Frankenfels vertraut Team der Hinrunde - Trainingslager steht bevor

Nach einem sehr guten Herbst gab es bei FCU Frankenfels keinen Grund, die Mannschaft zu verändern, in der Transferzeit kam es nur zu zwei Abgängen. Dominik Tod wechselte zu Kirchberg/P. und Daniel Stadlbauer dockte bei Hofstetten an. "Wir haben es nach den zwei Abgängen im Verein kurz diskutiert, es wurde die Entscheidung getroffen, ohne Zugänge in die Rückrunde zu gehen. Wir haben sehr viele junge gute Spieler, der Kader besteht aus 18 bis 19 Leuten und der Verein vertraut dem Team. Wenn wir den Titel schaffen sind wir glücklich, wenn nicht, ist natürlich auch beim Verein die Enttäuschung da, wir wollen es aber nicht mit aller Gewalt und drei Zugängen, sondern mit dieser Mannschaft schaffen.
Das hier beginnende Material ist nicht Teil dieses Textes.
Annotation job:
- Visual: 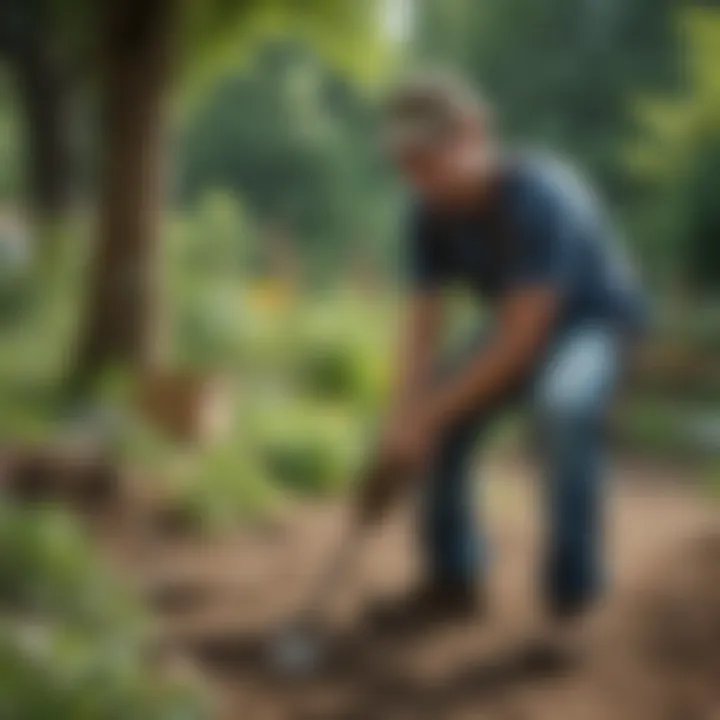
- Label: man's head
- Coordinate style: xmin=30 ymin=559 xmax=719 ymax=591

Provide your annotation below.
xmin=384 ymin=74 xmax=492 ymax=205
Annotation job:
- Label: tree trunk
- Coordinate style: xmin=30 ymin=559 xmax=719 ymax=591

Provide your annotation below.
xmin=71 ymin=0 xmax=179 ymax=390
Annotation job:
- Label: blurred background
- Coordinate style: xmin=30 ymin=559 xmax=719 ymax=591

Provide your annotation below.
xmin=0 ymin=0 xmax=720 ymax=720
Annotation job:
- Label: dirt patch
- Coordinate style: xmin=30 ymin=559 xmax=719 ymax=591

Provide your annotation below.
xmin=116 ymin=464 xmax=720 ymax=720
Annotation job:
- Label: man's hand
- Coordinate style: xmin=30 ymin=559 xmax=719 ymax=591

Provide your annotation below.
xmin=359 ymin=404 xmax=439 ymax=524
xmin=380 ymin=402 xmax=440 ymax=471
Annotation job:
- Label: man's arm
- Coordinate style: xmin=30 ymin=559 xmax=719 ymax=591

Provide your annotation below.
xmin=390 ymin=290 xmax=443 ymax=415
xmin=427 ymin=286 xmax=560 ymax=426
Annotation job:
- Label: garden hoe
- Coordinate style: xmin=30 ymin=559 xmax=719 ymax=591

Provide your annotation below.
xmin=266 ymin=452 xmax=404 ymax=678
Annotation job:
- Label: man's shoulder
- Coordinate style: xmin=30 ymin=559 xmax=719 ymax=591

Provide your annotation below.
xmin=512 ymin=150 xmax=599 ymax=219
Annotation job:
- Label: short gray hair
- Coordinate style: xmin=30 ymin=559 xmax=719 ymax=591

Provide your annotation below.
xmin=383 ymin=71 xmax=488 ymax=152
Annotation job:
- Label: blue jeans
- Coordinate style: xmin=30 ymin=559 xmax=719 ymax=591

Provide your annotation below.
xmin=421 ymin=324 xmax=624 ymax=607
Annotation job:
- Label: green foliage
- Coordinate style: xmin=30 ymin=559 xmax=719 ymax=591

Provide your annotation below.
xmin=170 ymin=442 xmax=282 ymax=533
xmin=163 ymin=191 xmax=252 ymax=368
xmin=252 ymin=403 xmax=360 ymax=494
xmin=286 ymin=298 xmax=389 ymax=411
xmin=181 ymin=42 xmax=392 ymax=277
xmin=0 ymin=504 xmax=208 ymax=720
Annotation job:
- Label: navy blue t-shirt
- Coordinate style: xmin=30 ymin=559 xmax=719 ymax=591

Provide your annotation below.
xmin=410 ymin=156 xmax=647 ymax=329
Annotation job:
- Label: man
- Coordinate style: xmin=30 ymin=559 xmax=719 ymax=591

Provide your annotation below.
xmin=364 ymin=77 xmax=643 ymax=632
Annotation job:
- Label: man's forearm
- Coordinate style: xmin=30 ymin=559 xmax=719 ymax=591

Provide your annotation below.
xmin=428 ymin=288 xmax=557 ymax=424
xmin=390 ymin=296 xmax=441 ymax=411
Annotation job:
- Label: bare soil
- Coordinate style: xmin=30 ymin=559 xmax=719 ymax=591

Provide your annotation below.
xmin=109 ymin=461 xmax=720 ymax=720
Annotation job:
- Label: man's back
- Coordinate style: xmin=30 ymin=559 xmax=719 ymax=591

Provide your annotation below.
xmin=411 ymin=155 xmax=645 ymax=328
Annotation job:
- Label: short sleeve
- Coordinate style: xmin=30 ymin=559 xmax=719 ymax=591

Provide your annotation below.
xmin=405 ymin=202 xmax=448 ymax=291
xmin=509 ymin=174 xmax=573 ymax=292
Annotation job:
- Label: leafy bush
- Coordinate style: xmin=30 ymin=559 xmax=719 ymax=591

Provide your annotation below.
xmin=294 ymin=298 xmax=387 ymax=411
xmin=254 ymin=403 xmax=360 ymax=493
xmin=167 ymin=443 xmax=280 ymax=532
xmin=0 ymin=505 xmax=208 ymax=720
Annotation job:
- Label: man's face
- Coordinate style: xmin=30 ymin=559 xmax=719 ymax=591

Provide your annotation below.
xmin=393 ymin=127 xmax=485 ymax=206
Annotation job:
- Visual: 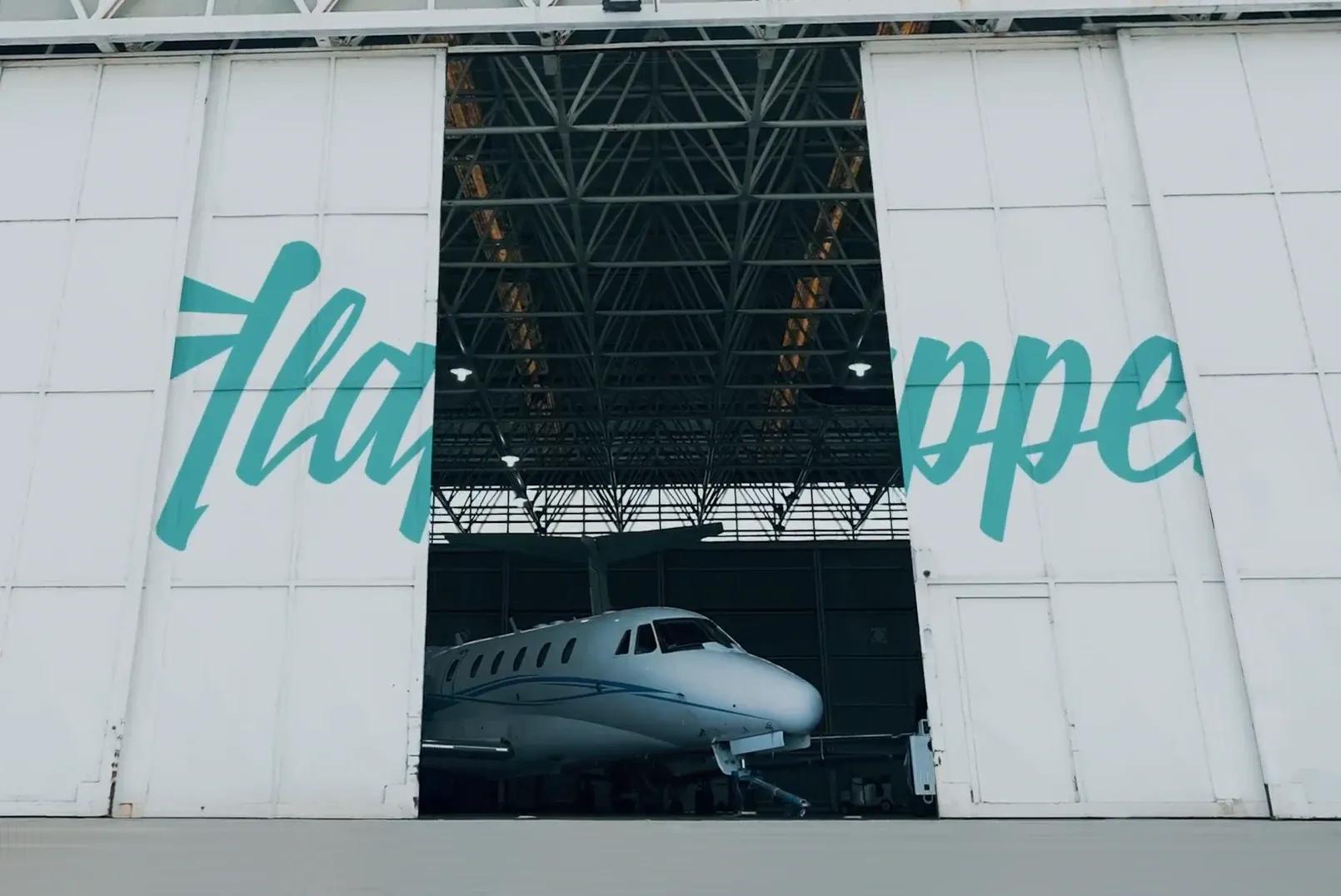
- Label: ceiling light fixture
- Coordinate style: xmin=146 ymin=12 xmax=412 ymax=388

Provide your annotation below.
xmin=848 ymin=361 xmax=870 ymax=377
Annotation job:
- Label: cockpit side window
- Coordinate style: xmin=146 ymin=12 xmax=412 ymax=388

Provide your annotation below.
xmin=655 ymin=615 xmax=736 ymax=653
xmin=633 ymin=622 xmax=657 ymax=653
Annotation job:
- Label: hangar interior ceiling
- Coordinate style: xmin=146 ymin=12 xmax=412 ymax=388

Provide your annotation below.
xmin=433 ymin=26 xmax=916 ymax=540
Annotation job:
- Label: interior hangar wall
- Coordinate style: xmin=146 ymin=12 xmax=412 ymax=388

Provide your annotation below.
xmin=0 ymin=51 xmax=446 ymax=817
xmin=864 ymin=32 xmax=1276 ymax=815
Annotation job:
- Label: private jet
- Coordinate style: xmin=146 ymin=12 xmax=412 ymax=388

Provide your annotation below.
xmin=422 ymin=606 xmax=824 ymax=814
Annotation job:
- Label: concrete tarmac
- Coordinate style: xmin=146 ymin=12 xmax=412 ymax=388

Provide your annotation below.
xmin=0 ymin=819 xmax=1341 ymax=896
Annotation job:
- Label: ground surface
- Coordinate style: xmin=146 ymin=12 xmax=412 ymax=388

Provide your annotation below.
xmin=0 ymin=819 xmax=1341 ymax=896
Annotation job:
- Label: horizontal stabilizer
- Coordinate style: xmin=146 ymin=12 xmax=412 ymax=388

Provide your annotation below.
xmin=420 ymin=739 xmax=512 ymax=762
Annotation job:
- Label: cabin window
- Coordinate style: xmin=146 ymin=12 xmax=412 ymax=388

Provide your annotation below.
xmin=633 ymin=622 xmax=657 ymax=653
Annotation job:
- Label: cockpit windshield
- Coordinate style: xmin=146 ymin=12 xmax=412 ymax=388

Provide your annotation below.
xmin=653 ymin=615 xmax=736 ymax=653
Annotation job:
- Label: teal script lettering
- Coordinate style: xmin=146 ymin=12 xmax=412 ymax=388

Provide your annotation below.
xmin=154 ymin=243 xmax=435 ymax=550
xmin=890 ymin=331 xmax=1202 ymax=542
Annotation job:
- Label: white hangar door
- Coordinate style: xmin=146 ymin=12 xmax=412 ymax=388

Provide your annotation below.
xmin=1123 ymin=27 xmax=1341 ymax=817
xmin=112 ymin=51 xmax=446 ymax=817
xmin=864 ymin=40 xmax=1267 ymax=817
xmin=0 ymin=59 xmax=205 ymax=815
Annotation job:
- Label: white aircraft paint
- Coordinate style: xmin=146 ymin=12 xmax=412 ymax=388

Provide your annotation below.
xmin=424 ymin=608 xmax=824 ymax=775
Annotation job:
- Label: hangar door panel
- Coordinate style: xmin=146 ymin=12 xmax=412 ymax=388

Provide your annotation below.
xmin=865 ymin=40 xmax=1267 ymax=815
xmin=958 ymin=597 xmax=1075 ymax=804
xmin=114 ymin=51 xmax=446 ymax=817
xmin=1123 ymin=28 xmax=1341 ymax=817
xmin=0 ymin=59 xmax=205 ymax=815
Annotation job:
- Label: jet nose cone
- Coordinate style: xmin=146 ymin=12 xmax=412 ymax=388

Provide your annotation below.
xmin=778 ymin=676 xmax=825 ymax=734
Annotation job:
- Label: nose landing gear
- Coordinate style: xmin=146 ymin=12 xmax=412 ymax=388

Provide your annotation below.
xmin=712 ymin=743 xmax=810 ymax=819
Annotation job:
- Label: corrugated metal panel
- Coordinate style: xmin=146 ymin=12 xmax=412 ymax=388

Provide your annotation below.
xmin=102 ymin=52 xmax=446 ymax=817
xmin=865 ymin=40 xmax=1266 ymax=815
xmin=1123 ymin=28 xmax=1341 ymax=817
xmin=0 ymin=59 xmax=207 ymax=815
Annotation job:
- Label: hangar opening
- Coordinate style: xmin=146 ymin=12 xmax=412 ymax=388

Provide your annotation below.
xmin=420 ymin=28 xmax=935 ymax=817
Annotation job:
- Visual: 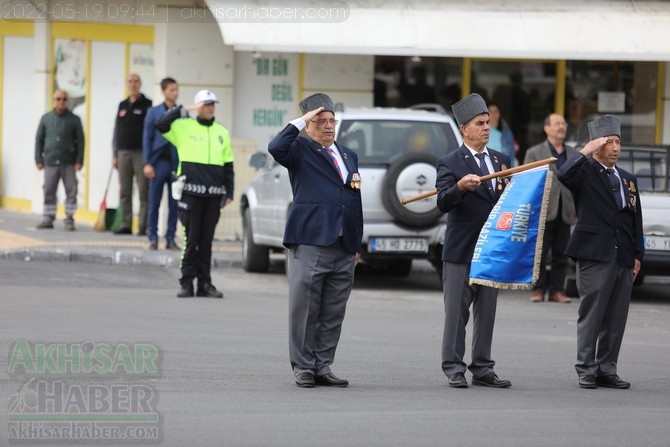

Wir sind auf einem guten Weg und wollen mit unserem Team ein Ausrufezeichen setzen", erklärt Trainer Martin Luger.

Drei Tests absolviert

Anfang Februar startete der Tabellenzweite der 2. Klasse Alpenvorland in die Vorbereitung auf das Frühjahr, in der ersten Woche absolvierte das Team noch kein Testspiel und am 15. Februar schlug Frankenfels Maria Anzbach mit 4:1. Am 21. Februar verlor man gegen Krummnussbaum mit 0:4, auswärts auf Naturrasen traf man dabei auf einen guten Gegner, der sich im Winter mit sechs, sieben Spielern verstärkte. "Am vergangenen Samstag war das Spiel gegen Neulengbach von uns bis zur 60. Minute sehr gut, unser Team gab die Partie aber durch drei unnötige Tore und dabei zwei Elfmeter innerhalb von sieben Minuten aus der Hand. Uns gelang danach nur noch der Anschlusstreffer zum 2:3, auch dieser Test hat einige Sachen aufgezeigt", blickt Coach Luger noch einmal auf den bisher letzten Test zurück.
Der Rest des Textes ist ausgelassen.